Şu anda 155 kişiyiz ve bu rakamın 50 kadarı beyaz yakalı çalışanlarımız. Diğerleri ise fabrika çalışanlarımız. Fabrika çalışanlarımız kadar bir sayı da dışardan destek aldığımız bölümler var. Bazı belli ürün gruplarını dışardan alma üzerine kurulu bir yapımız var. Teknik ve mühendislik gerektiren konuları ise iç bünyemizde üretiyoruz. Önümüzdeki dönemde gözüken o ki, bu istihdam kadromuz artacak. Yeni bir fabrika projemiz başladı. 2014 yılında o devreye girdiğinde tahminen 250 kişilik bir kadromuz olacak.
İK ile ilgili yapılanmanızı nasıl oluşturdunuz?

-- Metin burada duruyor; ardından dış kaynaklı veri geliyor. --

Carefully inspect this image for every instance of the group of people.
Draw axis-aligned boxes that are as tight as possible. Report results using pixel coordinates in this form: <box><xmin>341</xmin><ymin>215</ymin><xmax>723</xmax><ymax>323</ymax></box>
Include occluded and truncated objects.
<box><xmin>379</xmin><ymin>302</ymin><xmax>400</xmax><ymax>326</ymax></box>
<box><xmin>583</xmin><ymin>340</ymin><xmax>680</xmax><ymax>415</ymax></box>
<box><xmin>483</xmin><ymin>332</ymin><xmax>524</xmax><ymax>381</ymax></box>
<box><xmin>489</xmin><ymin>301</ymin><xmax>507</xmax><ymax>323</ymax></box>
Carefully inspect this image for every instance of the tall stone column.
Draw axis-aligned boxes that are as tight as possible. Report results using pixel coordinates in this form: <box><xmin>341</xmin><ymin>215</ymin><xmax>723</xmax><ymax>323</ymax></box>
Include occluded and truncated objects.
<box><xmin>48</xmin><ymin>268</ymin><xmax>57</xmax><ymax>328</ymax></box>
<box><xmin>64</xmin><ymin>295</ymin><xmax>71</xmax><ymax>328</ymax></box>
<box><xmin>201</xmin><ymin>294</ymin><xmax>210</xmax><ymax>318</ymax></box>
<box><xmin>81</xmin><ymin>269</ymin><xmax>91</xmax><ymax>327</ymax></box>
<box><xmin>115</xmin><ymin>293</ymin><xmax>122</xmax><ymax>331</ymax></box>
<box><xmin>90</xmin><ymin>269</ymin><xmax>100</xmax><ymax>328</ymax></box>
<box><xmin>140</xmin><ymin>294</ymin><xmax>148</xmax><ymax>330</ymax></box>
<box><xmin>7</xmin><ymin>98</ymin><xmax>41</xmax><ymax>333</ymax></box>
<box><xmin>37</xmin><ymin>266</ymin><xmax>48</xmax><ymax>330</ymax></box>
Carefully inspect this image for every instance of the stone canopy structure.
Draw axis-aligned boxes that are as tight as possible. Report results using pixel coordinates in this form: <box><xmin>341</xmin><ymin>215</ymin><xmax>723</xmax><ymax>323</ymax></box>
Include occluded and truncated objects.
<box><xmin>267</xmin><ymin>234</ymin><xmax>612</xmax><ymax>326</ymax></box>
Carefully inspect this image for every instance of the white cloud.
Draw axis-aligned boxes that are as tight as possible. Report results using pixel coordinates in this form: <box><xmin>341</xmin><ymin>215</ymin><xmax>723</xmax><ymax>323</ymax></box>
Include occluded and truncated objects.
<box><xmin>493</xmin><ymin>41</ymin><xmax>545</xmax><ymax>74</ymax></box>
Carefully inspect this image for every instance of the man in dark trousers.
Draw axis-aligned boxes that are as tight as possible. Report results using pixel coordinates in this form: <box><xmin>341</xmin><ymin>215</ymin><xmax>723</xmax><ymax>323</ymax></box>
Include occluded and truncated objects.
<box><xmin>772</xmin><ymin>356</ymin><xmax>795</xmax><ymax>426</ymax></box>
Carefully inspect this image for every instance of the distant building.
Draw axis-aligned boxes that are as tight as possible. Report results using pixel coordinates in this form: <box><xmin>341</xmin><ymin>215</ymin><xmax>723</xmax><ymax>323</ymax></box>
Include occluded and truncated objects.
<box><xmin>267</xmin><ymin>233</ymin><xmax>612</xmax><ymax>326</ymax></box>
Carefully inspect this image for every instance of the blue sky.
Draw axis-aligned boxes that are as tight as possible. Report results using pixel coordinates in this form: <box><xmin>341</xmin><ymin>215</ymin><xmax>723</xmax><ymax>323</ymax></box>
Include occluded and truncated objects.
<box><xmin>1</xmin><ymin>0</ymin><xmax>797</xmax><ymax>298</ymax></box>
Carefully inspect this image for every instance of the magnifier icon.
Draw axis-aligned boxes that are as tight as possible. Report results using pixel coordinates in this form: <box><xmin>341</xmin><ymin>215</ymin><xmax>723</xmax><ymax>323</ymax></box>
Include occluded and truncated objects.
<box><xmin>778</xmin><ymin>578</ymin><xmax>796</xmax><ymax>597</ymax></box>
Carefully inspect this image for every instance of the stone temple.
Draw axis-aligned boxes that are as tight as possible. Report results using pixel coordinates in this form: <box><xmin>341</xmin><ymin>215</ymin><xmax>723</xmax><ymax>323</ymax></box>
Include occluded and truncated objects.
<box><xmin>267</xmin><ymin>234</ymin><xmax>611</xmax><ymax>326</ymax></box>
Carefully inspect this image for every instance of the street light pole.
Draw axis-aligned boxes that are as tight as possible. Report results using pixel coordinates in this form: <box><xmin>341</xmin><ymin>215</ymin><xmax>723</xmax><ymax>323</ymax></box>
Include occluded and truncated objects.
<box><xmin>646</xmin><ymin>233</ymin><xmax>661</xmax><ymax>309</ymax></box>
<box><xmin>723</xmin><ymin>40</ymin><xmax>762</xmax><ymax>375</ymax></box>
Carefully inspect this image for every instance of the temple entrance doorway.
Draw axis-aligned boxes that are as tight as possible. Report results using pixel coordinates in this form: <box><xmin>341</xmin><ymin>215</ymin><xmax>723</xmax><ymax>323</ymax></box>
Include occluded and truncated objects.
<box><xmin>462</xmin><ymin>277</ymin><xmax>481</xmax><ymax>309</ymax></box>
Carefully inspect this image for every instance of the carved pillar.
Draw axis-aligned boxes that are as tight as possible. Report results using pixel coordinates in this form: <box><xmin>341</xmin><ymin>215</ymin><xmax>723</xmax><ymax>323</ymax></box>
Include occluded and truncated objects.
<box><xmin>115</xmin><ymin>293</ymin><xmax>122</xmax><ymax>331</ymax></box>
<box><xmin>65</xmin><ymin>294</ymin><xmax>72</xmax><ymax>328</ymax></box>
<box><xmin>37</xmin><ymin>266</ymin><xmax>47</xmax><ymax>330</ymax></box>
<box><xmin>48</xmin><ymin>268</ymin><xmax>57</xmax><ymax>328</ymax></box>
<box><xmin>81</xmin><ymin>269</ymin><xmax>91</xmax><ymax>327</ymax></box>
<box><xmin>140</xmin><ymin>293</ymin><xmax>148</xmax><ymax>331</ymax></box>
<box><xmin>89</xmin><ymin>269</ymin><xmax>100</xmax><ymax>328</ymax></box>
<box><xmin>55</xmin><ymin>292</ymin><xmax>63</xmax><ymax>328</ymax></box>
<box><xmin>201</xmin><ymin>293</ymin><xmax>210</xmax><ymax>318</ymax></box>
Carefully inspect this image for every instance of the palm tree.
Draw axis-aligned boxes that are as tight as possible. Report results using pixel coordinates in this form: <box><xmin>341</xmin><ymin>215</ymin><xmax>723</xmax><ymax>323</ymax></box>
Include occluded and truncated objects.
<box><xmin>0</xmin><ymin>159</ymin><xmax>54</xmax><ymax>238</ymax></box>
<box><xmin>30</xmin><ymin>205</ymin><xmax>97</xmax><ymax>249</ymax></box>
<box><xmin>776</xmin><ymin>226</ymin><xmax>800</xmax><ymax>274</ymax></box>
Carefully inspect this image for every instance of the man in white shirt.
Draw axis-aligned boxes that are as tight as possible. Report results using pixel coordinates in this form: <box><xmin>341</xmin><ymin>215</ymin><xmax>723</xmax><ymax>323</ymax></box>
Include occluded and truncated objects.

2007 yılında bir yönetim danışmanlığı hizmeti aldık. Bu danışmanlıkla beş yıllık planlarımızı gerçekleştirdik. Büyüme stratejilerimizi belirledikten sonra hangi kadroyla bunu gerçekleştireceğimize karar verdik. O süreçten başlayan kurumsallaşmayla ilgili olarak hedefli çalışmaya başladık. İK departmanımızı 2010 yılında oluşturduk. Geriye dönüp baktığımızda aslında geç kalmış bir karardı. Beş yıllık planların hemen arkasından yapmış olmamız gerekirdi. İK’nın bize getirdiği yıllık planlar da daha hızlı şekilde bize meyvesini vermeye başladı. Çünkü birden çok ülkede üretim yapıyoruz, hizmet veriyoruz, farklı sektörlere hitap ediyoruz. Dolayısıyla kabuk değişimini İK departmanıyla birlikte sonuçlandırmış olduk.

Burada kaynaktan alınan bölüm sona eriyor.